Write down the manual verification checklist before changing docs so the release criteria are explicit.

```md
- [ ] Single-speaker clip returns `quality: full`
- [ ] Two-speaker clip shows distinct speaker IDs
- [ ] Fallback path shows low-precision notice
- [ ] Timeline resize snaps to word boundaries
```

**Step 2: Run test to verify it fails**

Run: `npm run lint`
Expected: PASS or FAIL depending on in-progress code, but manual verification is still incomplete until the checklist is executed.

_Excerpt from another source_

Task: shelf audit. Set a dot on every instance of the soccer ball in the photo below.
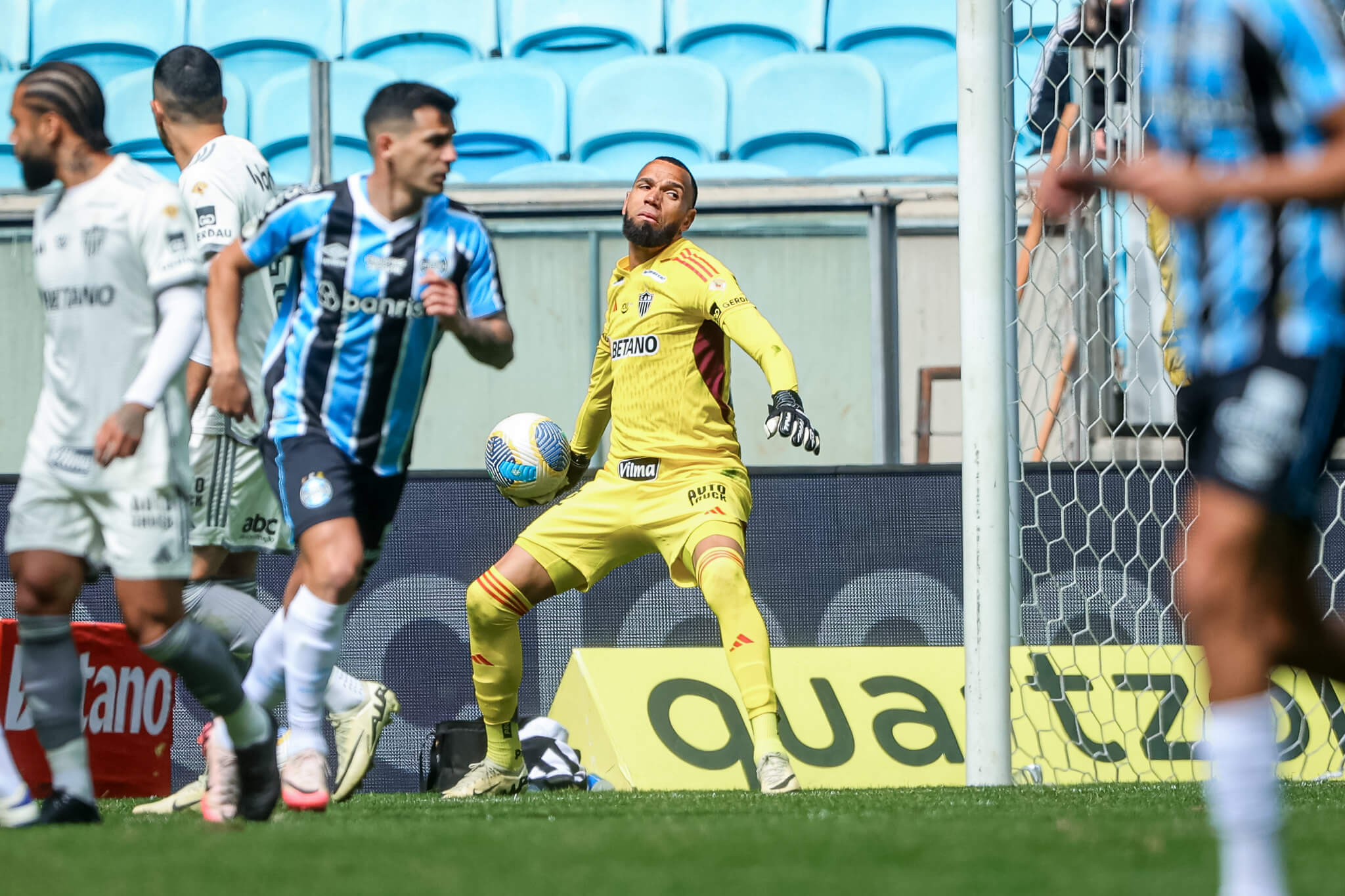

**Step 3: Write minimal implementation**

1. Update `README.md` with new environment requirements and pipeline description.
2. Record the manual verification results in the design document or a linked note.

```md
## High-Precision Subtitle Mode

Set the alignment backend environment variables before running the app.
```

**Step 4: Run test to verify it passes**

Run: `npm test -- --run`
Expected: PASS.

Run: `npm run lint`
Expected: PASS.

Run: `npm run build`
Expected: PASS.

**Step 5: Commit**

```bash
git add README.md docs/plans/2026-03-17-precise-dialogue-localization-design.md
git commit -m "docs: document precise dialogue localization workflow"
```

## Notes for Execution

1. This workspace currently has no `.git` directory, so commit steps cannot be executed until the project is placed in a real Git checkout.
2. Introduce the alignment backend behind environment-based configuration so existing demos can still use the current fallback path.
3. Prefer pure functions for sentence reconstruction, speaker assignment, snapping, and word-highlighting logic so they remain easy to test.